About the time I was having that thought, Katie issued her retort. Banana-infused polenta topped with bacon-wrapped Italian sausage and baby bok choi. I can't say that this dish objectively tasted better than Tom's pork belly, because it didn't, but this was what I paid for - interesting combinations that are way outside of my culinary lexicon. Next time you find yourself reaching into the fruit bowl for a banana, consider wrapping it with a touch of bacon. You'll be pleasently surprised.

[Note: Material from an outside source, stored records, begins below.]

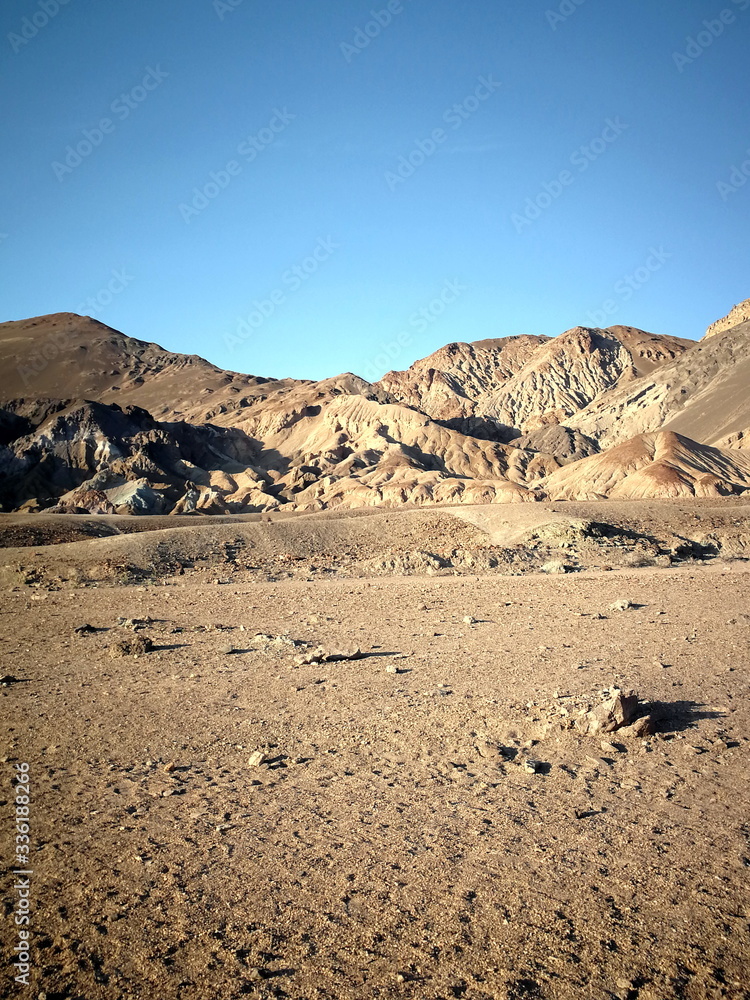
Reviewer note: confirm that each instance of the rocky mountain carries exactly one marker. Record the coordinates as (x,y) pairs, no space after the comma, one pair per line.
(702,394)
(519,384)
(661,464)
(93,420)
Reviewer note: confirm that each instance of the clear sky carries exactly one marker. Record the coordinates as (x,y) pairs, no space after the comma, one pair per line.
(305,187)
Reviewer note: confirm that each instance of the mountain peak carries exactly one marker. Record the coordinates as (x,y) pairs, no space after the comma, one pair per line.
(738,314)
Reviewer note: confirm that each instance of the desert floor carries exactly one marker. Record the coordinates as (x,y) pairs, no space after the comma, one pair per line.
(394,842)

Tom's next course: pancetta and basil encrusted salmon with sliced fingerling potatoes and a tomato reduction of some sort. I was pretty bummed here. Number one, the salmon was a touch overcooked. Not dramatically, but I expect perfection from Chef Tom. Number two, the bacon was a side note on this dish. I'm not sure how the bacon factored into the encrusting here, none of us could find in the flavor or with our eyes, but there were a few nuggets of pancetta in the sauce. New points on the scoreboard: Tom 1, Katie 1.

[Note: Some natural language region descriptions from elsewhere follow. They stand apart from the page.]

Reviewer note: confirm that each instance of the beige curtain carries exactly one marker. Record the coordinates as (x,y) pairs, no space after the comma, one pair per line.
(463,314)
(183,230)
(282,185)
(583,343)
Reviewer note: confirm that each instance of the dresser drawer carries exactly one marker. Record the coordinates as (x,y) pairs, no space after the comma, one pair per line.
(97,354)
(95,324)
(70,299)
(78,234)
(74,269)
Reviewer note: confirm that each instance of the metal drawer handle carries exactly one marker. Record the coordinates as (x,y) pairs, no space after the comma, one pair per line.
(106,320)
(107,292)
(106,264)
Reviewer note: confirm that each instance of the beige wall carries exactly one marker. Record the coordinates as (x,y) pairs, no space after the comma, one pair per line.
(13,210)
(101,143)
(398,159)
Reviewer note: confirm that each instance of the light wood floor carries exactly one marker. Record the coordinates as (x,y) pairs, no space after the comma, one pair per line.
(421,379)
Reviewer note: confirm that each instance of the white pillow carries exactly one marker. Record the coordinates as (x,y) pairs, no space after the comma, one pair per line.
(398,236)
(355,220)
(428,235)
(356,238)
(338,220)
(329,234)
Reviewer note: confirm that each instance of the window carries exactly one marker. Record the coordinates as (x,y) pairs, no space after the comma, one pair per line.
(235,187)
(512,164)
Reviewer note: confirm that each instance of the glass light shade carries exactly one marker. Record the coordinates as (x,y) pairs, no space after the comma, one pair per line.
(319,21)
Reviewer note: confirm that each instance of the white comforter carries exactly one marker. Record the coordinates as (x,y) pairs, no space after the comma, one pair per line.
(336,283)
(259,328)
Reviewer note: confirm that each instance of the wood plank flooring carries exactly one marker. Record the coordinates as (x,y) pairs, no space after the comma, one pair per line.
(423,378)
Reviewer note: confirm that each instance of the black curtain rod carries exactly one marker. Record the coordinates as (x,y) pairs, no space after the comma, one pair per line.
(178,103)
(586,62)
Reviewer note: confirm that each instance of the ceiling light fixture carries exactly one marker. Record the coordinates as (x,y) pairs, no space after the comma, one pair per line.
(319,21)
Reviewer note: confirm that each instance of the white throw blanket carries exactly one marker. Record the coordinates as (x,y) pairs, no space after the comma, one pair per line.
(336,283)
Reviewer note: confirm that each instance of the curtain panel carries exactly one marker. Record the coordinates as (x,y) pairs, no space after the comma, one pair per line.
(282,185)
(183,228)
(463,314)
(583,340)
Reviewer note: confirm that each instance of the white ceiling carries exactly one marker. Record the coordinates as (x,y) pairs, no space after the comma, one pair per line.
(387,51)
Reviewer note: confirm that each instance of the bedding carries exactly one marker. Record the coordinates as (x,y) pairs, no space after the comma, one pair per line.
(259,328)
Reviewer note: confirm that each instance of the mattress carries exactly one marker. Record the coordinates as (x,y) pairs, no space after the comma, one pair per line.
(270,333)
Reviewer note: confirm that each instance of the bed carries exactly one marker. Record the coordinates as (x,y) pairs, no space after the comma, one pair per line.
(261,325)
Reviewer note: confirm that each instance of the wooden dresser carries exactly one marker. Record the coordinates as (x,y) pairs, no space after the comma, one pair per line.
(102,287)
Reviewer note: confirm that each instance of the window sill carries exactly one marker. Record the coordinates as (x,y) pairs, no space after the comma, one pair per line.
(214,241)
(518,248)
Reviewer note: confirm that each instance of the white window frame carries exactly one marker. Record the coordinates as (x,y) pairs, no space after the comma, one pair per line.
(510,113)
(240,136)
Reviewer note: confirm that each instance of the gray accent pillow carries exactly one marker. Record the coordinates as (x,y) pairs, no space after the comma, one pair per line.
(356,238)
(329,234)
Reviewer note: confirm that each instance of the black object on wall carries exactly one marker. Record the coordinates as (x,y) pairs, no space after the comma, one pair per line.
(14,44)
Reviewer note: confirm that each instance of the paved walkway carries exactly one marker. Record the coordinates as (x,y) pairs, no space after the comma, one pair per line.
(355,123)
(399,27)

Katie's final course came next. I momentarily lost myself and ate it before I took a photo, but here's the skinny: dark chocolate cake topped with.... bacon. The cake was great - very dense almost like a flourless cake, but I did not get topped with enough bacon. I was made to feel bad because the poor girl next to me received exactly zero bacon on her cake. If you took the bacon on my piece of cake, you could have fit it onto a dime about 6 times. Bacon battle was starting to fizzle.
Next came Tom's final course. Given that we had just had chocolate cake I was ready for some mind-blowing bacon dessert. Maybe a thick sliced bacon strip dipped in home made milk chocolate or something totally unexpected involving bacon, sugar and no chocolate at all. What arrived was a pork tenderloin, wrapped in bacon, and served on a grilled pear and some winter greens. Was the pear a dessert? The truth is, I feel like there was a snafu in the timing here because this was no dessert course. Beyond that - it was only decent, not mind blowing. My tenderloin was again a touch overcooked, and it was cold. To be fair to Tom, I believe this was none of his fault - just seems that the Chef War crew did not have their act together.

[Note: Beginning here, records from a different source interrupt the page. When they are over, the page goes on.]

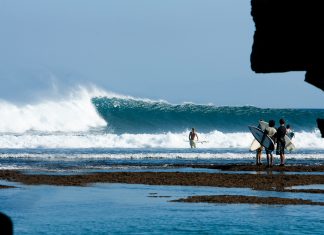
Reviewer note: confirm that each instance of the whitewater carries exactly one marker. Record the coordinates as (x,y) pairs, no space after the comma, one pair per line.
(93,118)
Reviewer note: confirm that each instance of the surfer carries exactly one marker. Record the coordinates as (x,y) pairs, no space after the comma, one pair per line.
(281,132)
(259,150)
(192,136)
(270,131)
(290,132)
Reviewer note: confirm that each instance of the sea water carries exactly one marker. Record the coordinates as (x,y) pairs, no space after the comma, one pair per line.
(101,132)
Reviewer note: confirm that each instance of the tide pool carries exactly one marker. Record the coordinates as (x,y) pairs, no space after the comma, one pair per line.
(145,209)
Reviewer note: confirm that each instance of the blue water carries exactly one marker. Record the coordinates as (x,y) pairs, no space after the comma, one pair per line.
(130,209)
(138,116)
(101,133)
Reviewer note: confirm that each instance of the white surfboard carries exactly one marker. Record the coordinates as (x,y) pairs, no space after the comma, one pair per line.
(289,145)
(262,138)
(255,145)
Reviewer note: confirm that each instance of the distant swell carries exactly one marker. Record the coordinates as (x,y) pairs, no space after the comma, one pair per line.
(214,139)
(140,116)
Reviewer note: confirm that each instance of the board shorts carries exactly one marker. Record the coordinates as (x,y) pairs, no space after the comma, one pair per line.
(192,143)
(268,151)
(280,147)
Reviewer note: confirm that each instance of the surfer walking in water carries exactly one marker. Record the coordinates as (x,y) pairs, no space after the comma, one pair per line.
(192,136)
(281,132)
(270,131)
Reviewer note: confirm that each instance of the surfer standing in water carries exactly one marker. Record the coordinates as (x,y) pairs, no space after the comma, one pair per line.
(192,136)
(270,131)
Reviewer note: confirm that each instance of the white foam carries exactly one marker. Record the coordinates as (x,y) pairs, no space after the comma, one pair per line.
(215,139)
(73,113)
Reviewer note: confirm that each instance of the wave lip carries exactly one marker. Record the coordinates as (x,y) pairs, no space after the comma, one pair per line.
(170,140)
(129,115)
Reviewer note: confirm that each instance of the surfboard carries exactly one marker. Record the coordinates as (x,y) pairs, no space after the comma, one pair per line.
(262,138)
(255,145)
(289,145)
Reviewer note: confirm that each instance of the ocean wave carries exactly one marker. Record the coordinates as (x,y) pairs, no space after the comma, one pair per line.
(92,109)
(142,116)
(214,139)
(73,113)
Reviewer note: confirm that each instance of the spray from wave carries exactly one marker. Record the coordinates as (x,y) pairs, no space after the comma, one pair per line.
(71,114)
(93,118)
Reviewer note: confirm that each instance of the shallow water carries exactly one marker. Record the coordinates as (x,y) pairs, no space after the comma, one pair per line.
(143,209)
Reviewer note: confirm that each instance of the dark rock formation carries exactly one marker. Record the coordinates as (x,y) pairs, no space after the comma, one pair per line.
(289,37)
(320,124)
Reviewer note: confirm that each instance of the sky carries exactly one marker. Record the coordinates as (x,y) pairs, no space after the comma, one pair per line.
(175,50)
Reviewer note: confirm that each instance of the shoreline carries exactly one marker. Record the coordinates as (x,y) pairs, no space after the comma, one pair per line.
(266,181)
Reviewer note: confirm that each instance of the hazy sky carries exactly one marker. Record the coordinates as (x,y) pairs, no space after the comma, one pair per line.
(176,50)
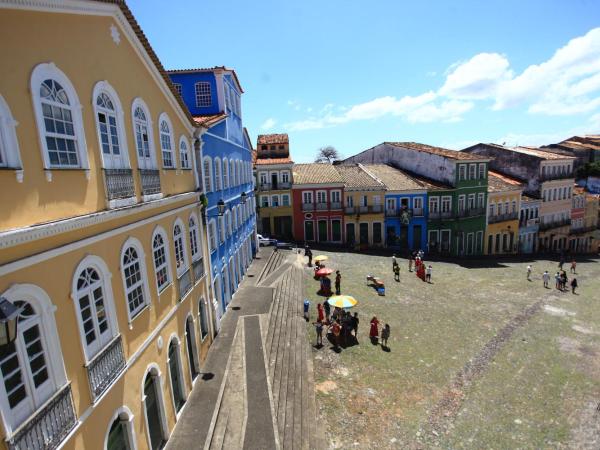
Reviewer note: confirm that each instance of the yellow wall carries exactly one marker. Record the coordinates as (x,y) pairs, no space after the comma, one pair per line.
(84,50)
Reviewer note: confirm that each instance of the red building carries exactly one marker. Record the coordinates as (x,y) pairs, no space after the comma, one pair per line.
(317,194)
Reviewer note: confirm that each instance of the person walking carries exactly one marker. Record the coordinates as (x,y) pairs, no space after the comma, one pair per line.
(319,330)
(385,335)
(546,278)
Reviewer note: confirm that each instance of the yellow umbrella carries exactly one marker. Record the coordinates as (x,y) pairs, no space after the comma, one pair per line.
(343,301)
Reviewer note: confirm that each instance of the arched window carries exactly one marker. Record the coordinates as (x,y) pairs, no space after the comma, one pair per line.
(178,242)
(176,376)
(58,115)
(218,178)
(225,174)
(142,128)
(93,298)
(9,145)
(134,279)
(166,141)
(109,122)
(160,255)
(32,366)
(184,155)
(207,172)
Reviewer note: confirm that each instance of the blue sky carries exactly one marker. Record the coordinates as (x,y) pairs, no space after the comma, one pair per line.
(353,74)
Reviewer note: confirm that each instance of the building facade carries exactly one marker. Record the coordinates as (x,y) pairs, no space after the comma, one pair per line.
(529,221)
(457,191)
(317,198)
(213,97)
(547,176)
(504,205)
(274,178)
(102,245)
(363,207)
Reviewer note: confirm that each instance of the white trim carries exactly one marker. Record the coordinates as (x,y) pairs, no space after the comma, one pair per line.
(40,73)
(18,236)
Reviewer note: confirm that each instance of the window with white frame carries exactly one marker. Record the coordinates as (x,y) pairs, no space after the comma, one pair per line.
(134,281)
(165,144)
(184,155)
(203,94)
(161,261)
(207,172)
(179,244)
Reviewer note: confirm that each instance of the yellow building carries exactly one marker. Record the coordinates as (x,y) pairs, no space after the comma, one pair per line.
(363,206)
(274,178)
(101,238)
(504,204)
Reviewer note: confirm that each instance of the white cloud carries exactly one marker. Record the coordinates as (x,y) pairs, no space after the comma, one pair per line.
(268,124)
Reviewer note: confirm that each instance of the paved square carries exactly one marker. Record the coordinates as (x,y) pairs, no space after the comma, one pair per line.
(480,358)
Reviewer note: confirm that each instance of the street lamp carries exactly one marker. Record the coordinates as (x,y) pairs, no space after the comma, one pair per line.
(8,321)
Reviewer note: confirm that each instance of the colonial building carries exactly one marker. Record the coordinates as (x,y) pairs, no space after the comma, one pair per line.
(317,193)
(504,205)
(456,211)
(213,97)
(547,176)
(529,221)
(363,206)
(102,248)
(405,208)
(273,169)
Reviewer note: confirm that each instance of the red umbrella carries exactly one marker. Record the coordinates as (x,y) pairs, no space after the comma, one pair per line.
(324,272)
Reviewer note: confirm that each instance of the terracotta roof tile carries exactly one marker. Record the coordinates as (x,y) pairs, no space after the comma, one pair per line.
(316,173)
(281,138)
(446,153)
(355,176)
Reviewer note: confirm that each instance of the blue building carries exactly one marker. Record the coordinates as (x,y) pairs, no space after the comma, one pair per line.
(213,97)
(405,208)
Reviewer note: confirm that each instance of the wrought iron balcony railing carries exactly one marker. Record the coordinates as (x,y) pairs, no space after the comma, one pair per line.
(119,183)
(48,426)
(105,367)
(150,181)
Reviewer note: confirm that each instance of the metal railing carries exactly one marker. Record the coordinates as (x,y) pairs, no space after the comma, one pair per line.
(48,426)
(198,269)
(105,367)
(184,283)
(150,181)
(503,217)
(119,183)
(554,224)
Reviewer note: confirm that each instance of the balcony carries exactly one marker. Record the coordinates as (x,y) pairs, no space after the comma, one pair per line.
(503,217)
(198,268)
(49,425)
(554,224)
(119,183)
(184,283)
(150,181)
(105,367)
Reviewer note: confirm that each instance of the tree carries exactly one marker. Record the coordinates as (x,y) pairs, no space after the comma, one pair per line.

Final Score: Tom 1, Katie 1 - contest rendered unjudgeable due to poor event planning from Chef War.
So that's the food, but there were other notable features of the evening. First, the only cooking we saw last night was in the first 10 minutes or so when Tom was out front. He was walking us through what went into the dish and then headed back to the kitchen... but he forgot to turn off his mic. Next thing we know we are hearing Tom's voice again, this time asking "Why the fuck is there no sauce on this? These all need some fucking sauce!". Far and away the comic high point of the evening - mostly due to the many families with children in the audience and their outraged expressions.
Second necessary info point: Chef War is billed as a culinary event, but it is really an infomercial for the sponsors. We tuned out but every few minutes a lady in a corset (yep...) came out and tried to sell us on a personal coach, new faucet or organic marketplace.
Finally, thanks to Joseph Welles Henderson the fourth, we drank the best wine in the room - 2005 Radio-Coteau Cherry Camp Syrah. I'm usually not a huge Syrah fan, but this one trends more towards Pinot characteristics while still being forward enough to complement fatty pork dishes (like bacon? indeed). This may be the perfect wine for a bacon pairing.
The Verdict? Chef War is a mess. They may be able to get their act together because they can clearly attract some top notch talent at these events, but until I see firm evidence that the event management skills have caught up to the culinary talent associated with this party, I'm out.